Percée médicale : De nouveaux biomatériaux prometteurs pour la guérison des brûlures complexes
Adélaïde, Australie – Des chercheurs australiens ont annoncé une avancée significative dans le traitement des brûlures graves, avec le développement et l’évaluation de deux biomatériaux de nouvelle génération : Kerecis et Novosorb BTM. Ces innovations pourraient réduire considérablement la dépendance aux antibiotiques et améliorer la régénération tissulaire, ouvrant la voie à une guérison plus rapide et moins cicatricielle.
Kerecis, dérivé de la peau de morue de l’Atlantique pêchée de manière durable en Islande, se distingue par sa richesse en acides gras oméga-3, reconnus pour leurs propriétés antimicrobiennes et leur capacité à favoriser la cicatrisation. Novosorb BTM, quant à lui, est une matrice synthétique biodégradable en polyuréthane qui offre une résistance structurelle exceptionnelle, même en présence d’infections, agissant comme un échafaudage pour la reconstruction des tissus.
“Ces matériaux représentent un changement de paradigme vers des thérapies multifonctionnelles qui allient soutien structurel et protection contre les infections”, explique le Dr Dearman, principal scientifique médical du laboratoire d’ingénierie de la peau au Royal Adelaide Hospital et maître de conférences à l’Université d’Adélaïde. “Dans un contexte mondial d’augmentation des infections résistantes aux antibiotiques,ces innovations sont cruciales.”
Un enjeu de santé publique majeur
Les brûlures graves représentent un défi médical majeur, souvent associé à des infections, des cicatrices importantes et une longue période de récupération. Les traitements actuels reposent fréquemment sur des antibiotiques, dont l’efficacité est compromise par l’émergence de bactéries résistantes. Les substituts dermiques traditionnels présentent souvent des limitations en termes de résistance aux infections et de capacité à favoriser une régénération tissulaire optimale.
Vers une guérison sans cicatrice ?
Les recherches actuelles se concentrent sur l’intégration directe d’agents antimicrobiens actifs dans des échafaudages dermiques tridimensionnels, afin de soutenir la croissance cellulaire et de minimiser le recours aux antibiotiques et aux pansements temporaires.
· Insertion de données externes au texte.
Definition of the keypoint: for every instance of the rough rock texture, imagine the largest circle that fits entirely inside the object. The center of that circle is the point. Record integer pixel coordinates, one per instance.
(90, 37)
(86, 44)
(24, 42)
L’objectif ultime est de parvenir à une guérison sans cicatrice, en régénérant la peau pour qu’elle retrouve sa pleine fonctionnalité.
Cette approche, combinant biomatériaux intelligents et thérapies cellulaires, pourrait révolutionner la prise en charge des brûlures et améliorer considérablement la qualité de vie des millions de survivants à travers le monde.
L’équipe de recherche, issue du Future Industries Institute d’UNISA, du service des grands brûlés de l’hôpital Royal Adélaïde et de la faculté de santé et des sciences médicales de l’Université d’Adélaïde, continue d’explorer ces pistes prometteuses. Cette avancée souligne l’importance de la recherche en biomatériaux pour répondre aux défis médicaux contemporains et améliorer les soins aux patients.